Но если ты в стихе - нараспашку, то необходимо быть абсолютно убедительным и последовательным в своей поэтической и человеческой позиции, чтобы не позволить читателю заподозрить тебя в подлоге. Я об этом говорю потому, что, несмотря на зыбкую и не всякому доступную образность, рытовское "на том стою, и не могу иначе" проявляется в любом его стихотворении. Это и есть полная искренность поэта.

Когда-то в одном из "Дней поэзии" была напечатана поэма Рытова "14 декабря 1825 года". Главное в ней отнюдь не исторический костюм, а одна из корневых бытийных проблем, решаемых противоположно христианством и язычеством: допустимо ли зло против зла? Решение христианское в русской литературе давалось постоянно и неизменно, с допетровских времен (см. хотя бы "Слово о Законе и Благодати" митрополита Иллариона - конец Х века). А решение языческое (как бы спор Рытова, ну, хоть с Карамазовым) вот:

Что ж ты не стреляешь, Якубович,

В рыжеватость будущих залысин?

Капля стоит моря теплой крови,

Пусть услышат самый добрый выстрел.

Да разве может быть выстрел добрым? - тут же спрашивает у Рытова... ну, хоть Достоевский, что ли. Стоит ли эта капля того моря, которое мог бы пролить (да частично и пролил ведь) Николай Первый? - спрашивают русские философы начала ХХ века. А из них выслушает рытовские аргументы разве что Бердяев - да и то, согласится ли с ними? Только Левицкий примет их всерьез, пожалуй. Но оставим логическую убедительность философов. Не так-то просто им спорить с убедительностью лирической:

Якубович, пляшут барабаны,

Наших братьев к исповеди будят,

Так убей! От этой черной раны

Ни черта России не убудет,

Были бы железные дороги,

Корпус инженеров, лучший в мире,

Только б никого не запороли,

Только бы никто не сгнил в Сибири.

Были бы уральские заводы,

Только бы до них - не на телеге,

Только бы отеческой заботой

Не извел нас грамотный фельдъегерь.

Этого "фельдъегеря" мы узнаём, ведь семьдесят лет видели ежедневно, да и не всегда грамотного... Проблема не перестает быть нашей - не только российской, а общечеловеческой - как минимум со времен мартовских ид, и далее везде (и всегда). Вот опять исторически достоверный портрет Николая, за которым у Рытова все же нет-нет да промаячит тень генералиссимуса:

Он всю жизнь проскачет без шинели,

А умрет он под шинелью, скромно,

На солдатской узенькой постели,

Доведя Россию до разгрома.

Диктатор-фанатик страшнее диктатора-циника. Идеология страшнее безыдейной власти:

Император, ты возьмешь нас порознь,

В торжестве твоем не будет праздных,

Потому что ты научишь ползать,

Потому что ты отнимешь разум.

Влюбленность в любую власть приводит к одному и тому же. А идеология найдется, утверждает поэт.

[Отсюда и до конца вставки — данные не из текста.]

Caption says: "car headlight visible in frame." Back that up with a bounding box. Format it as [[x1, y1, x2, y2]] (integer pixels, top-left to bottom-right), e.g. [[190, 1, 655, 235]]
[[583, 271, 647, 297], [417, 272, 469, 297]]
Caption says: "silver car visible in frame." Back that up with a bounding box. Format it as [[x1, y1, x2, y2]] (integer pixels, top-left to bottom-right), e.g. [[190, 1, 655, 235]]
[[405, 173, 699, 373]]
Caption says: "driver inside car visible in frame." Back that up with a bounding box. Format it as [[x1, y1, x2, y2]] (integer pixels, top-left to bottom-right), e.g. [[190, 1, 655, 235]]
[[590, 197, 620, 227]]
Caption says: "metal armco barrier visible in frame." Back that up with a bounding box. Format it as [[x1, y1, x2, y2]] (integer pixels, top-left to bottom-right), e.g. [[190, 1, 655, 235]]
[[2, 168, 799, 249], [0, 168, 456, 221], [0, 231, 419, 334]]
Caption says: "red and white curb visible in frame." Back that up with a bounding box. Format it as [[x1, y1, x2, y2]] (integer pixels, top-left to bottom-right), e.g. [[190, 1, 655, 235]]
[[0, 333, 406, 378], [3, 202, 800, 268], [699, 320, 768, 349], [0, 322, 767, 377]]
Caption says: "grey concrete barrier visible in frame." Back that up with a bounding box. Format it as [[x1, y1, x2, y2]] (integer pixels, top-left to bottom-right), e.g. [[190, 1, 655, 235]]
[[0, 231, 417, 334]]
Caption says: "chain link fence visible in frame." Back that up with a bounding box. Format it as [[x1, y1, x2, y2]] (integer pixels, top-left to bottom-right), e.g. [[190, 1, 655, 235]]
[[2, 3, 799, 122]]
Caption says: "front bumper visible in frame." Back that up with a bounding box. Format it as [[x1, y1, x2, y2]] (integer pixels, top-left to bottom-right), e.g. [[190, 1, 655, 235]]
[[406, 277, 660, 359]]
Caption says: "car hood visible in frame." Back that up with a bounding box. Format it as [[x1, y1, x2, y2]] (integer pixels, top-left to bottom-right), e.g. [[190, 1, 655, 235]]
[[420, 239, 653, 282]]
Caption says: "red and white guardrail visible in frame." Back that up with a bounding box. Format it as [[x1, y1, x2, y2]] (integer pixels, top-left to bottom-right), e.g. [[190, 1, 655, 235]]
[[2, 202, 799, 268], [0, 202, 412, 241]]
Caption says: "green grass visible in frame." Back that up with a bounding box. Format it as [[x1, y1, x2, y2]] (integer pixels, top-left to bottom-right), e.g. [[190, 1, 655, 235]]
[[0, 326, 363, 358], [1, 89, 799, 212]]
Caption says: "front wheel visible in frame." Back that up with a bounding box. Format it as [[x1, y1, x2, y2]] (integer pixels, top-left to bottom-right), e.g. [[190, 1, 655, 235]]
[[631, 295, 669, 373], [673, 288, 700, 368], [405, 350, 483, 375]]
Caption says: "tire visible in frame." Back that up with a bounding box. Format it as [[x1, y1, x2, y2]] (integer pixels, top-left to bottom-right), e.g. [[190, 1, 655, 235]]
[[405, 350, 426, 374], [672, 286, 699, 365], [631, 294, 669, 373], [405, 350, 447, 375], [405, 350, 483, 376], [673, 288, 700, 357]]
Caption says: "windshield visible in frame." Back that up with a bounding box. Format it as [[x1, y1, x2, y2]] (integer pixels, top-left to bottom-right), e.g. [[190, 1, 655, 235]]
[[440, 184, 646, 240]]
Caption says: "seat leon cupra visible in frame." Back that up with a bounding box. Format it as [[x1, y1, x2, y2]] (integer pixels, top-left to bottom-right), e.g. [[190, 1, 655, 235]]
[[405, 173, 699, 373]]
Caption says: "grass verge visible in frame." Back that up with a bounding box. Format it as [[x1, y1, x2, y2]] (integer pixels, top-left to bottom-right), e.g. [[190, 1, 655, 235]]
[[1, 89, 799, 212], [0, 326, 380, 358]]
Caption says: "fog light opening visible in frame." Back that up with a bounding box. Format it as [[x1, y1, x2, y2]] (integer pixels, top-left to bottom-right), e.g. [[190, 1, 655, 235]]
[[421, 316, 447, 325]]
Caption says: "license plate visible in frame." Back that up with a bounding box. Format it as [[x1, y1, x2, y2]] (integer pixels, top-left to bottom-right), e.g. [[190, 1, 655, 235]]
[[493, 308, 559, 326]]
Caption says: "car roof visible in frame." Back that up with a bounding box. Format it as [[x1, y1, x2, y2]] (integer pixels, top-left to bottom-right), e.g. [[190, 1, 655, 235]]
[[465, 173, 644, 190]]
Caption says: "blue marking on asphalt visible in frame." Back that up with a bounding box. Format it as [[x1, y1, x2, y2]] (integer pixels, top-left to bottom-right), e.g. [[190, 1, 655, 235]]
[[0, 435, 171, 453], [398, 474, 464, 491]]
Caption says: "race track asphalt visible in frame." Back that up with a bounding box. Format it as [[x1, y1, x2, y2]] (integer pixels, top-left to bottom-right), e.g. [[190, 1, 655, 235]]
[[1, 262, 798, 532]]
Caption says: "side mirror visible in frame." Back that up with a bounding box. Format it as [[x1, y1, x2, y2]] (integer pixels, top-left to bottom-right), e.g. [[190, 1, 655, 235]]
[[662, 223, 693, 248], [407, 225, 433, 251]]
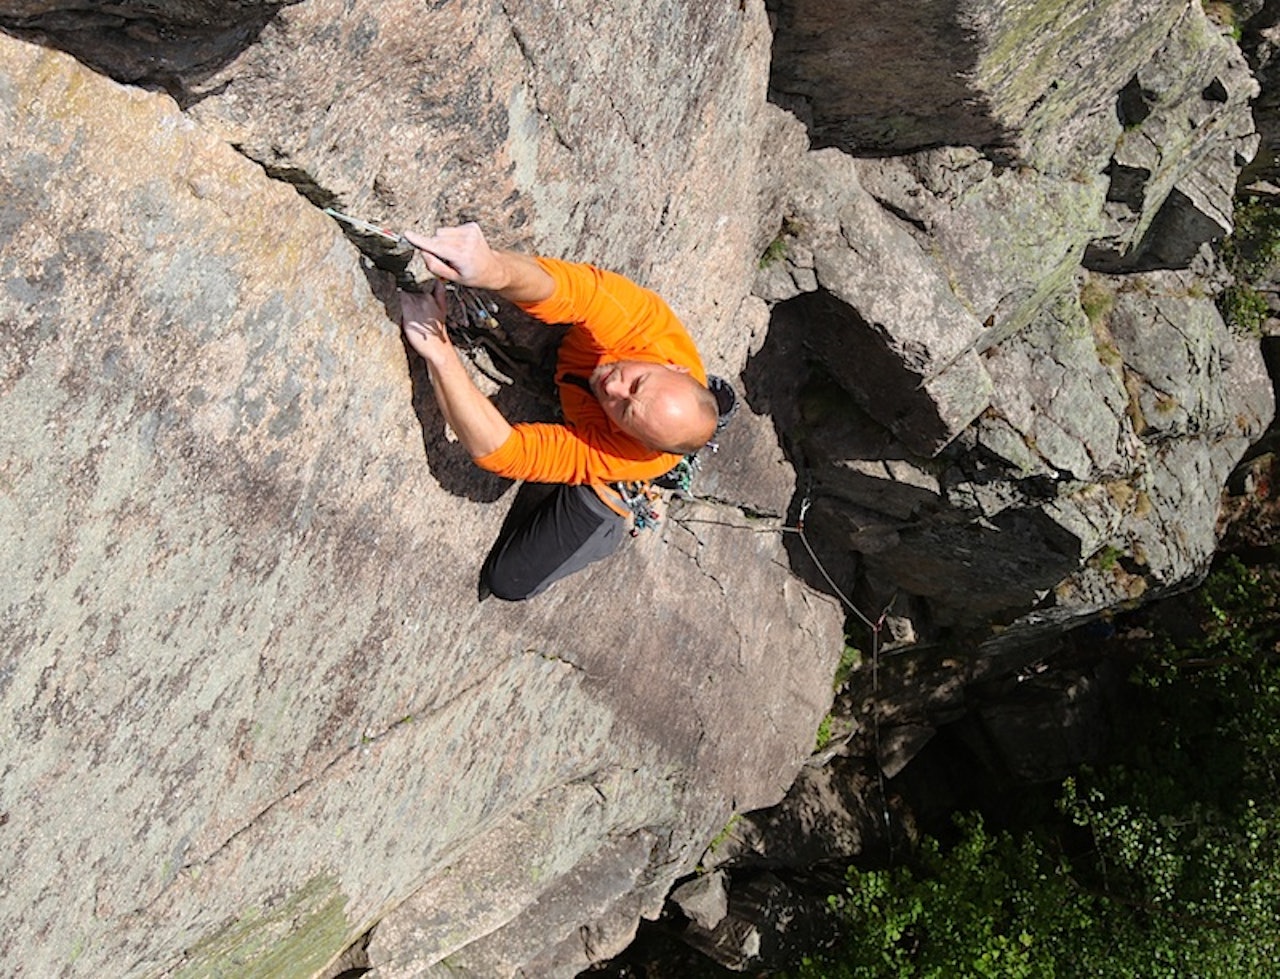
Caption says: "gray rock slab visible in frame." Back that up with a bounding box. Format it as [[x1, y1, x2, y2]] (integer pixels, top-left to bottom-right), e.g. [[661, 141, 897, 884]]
[[1086, 2, 1260, 270], [822, 273, 1273, 631], [0, 37, 844, 978], [671, 870, 731, 932], [769, 0, 1186, 161]]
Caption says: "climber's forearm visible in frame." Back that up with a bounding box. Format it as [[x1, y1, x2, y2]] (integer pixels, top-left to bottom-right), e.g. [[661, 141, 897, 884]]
[[403, 225, 554, 304], [489, 249, 555, 305], [425, 347, 513, 459]]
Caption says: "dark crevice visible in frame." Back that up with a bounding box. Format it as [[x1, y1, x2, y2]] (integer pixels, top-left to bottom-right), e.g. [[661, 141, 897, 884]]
[[0, 2, 297, 107], [1116, 75, 1156, 128], [868, 195, 930, 234]]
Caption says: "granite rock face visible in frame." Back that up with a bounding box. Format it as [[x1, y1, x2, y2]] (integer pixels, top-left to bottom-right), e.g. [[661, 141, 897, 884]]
[[0, 0, 1276, 977], [0, 27, 840, 979], [768, 0, 1188, 164]]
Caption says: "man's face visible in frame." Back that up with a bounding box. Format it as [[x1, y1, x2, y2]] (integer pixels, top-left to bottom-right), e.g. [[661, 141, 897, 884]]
[[589, 359, 697, 449]]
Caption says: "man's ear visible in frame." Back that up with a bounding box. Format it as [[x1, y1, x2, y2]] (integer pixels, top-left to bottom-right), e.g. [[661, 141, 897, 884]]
[[663, 363, 691, 374]]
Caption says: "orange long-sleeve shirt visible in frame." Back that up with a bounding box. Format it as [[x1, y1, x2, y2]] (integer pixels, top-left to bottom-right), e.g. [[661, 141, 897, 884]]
[[474, 257, 708, 485]]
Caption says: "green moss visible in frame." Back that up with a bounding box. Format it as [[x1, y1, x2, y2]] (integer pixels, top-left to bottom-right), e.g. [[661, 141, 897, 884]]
[[758, 235, 788, 269], [1219, 196, 1280, 336], [173, 874, 353, 979], [758, 216, 804, 269], [706, 813, 741, 856], [985, 236, 1085, 346], [1089, 544, 1125, 572], [1078, 278, 1115, 326], [1221, 283, 1269, 337], [1095, 340, 1123, 367], [1203, 2, 1244, 40], [833, 644, 861, 690], [815, 713, 835, 752], [981, 0, 1079, 93], [1082, 281, 1124, 369]]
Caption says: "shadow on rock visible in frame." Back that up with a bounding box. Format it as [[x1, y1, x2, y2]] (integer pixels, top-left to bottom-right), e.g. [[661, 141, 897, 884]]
[[768, 0, 1015, 159], [0, 1, 292, 104], [742, 289, 1088, 636], [367, 267, 567, 507], [741, 293, 887, 622]]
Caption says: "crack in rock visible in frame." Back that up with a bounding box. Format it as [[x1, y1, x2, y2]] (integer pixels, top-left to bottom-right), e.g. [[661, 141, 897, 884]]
[[172, 654, 520, 888]]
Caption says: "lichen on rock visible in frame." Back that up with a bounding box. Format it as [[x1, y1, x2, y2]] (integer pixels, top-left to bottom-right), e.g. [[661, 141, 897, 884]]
[[1, 0, 1277, 976]]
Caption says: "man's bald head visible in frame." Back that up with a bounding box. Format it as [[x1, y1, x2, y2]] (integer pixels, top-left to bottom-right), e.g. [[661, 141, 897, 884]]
[[590, 360, 719, 456]]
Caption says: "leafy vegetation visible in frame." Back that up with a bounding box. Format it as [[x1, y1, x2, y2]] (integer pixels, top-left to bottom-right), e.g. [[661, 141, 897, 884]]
[[1219, 197, 1280, 336], [834, 643, 862, 690], [788, 554, 1280, 978], [759, 217, 804, 269], [1203, 2, 1253, 41], [1078, 277, 1115, 327], [760, 235, 789, 269], [703, 813, 742, 865], [815, 713, 835, 751]]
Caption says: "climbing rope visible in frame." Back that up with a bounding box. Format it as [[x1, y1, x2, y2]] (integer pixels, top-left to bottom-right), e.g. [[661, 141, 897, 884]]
[[793, 494, 898, 860], [673, 493, 900, 861]]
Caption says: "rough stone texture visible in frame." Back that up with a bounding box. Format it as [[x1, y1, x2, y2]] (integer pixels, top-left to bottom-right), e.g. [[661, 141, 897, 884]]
[[0, 0, 293, 86], [768, 0, 1187, 164], [856, 146, 1112, 343], [699, 758, 888, 876], [1085, 2, 1260, 271], [1234, 3, 1280, 336], [745, 261, 1271, 632], [184, 0, 773, 378], [0, 0, 777, 369], [1242, 0, 1280, 191], [2, 0, 1279, 976], [812, 274, 1272, 631], [0, 35, 842, 979], [670, 869, 831, 972], [671, 871, 730, 931], [758, 149, 995, 456], [745, 4, 1274, 634]]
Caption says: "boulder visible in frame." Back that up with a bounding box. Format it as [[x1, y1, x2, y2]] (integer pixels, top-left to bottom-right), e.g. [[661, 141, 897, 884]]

А вот другая, самая непосредственная, сторона рытовского пантеизма - диалог поэта с природой. В час "между собакой и волком" аккорды рояля падают на асфальт, как отблески озаренных изнутри оконных переплетов:

Когда душе открыты души трав,

Мятущиеся, и трава на ощупь

Мокра, и душный вереск душит страх,

Когда восток приливом подступает,

И в хор вступают синие басы,

Замри в траве и слушай, не стирая

Один для всех холодный пот росы.

Поэты для меня делятся на тех, у кого главное - музыка, и тех, для кого главное - живопись. При всей мелодичности стиха буйство красок у Рытова важней - оно сродни цветовому бешенству русских одежд средневековья (если по былинам судить). А одухотворенье плотского мира в его стихах - от фламандцев семнадцатого столетия:

Их женщины с ухватками молочниц

Охапки свежести, корзины пряных дынь,

Их яркая, веселая порочность

Доступна только очень молодым.

Всяческому аскетизму противопоставляется это "орущее, целующее море". И поэт, метя в средневековый (официально, по крайней мере, мрачный, церковный) аскетизм, попадает прямехонько в ханжескую реальность всяческих "моральных кодексов" и прочих запретов псевдомарксовой недорелигии. Стихийный мир не оставляет места для продиктованного сверху "порядка".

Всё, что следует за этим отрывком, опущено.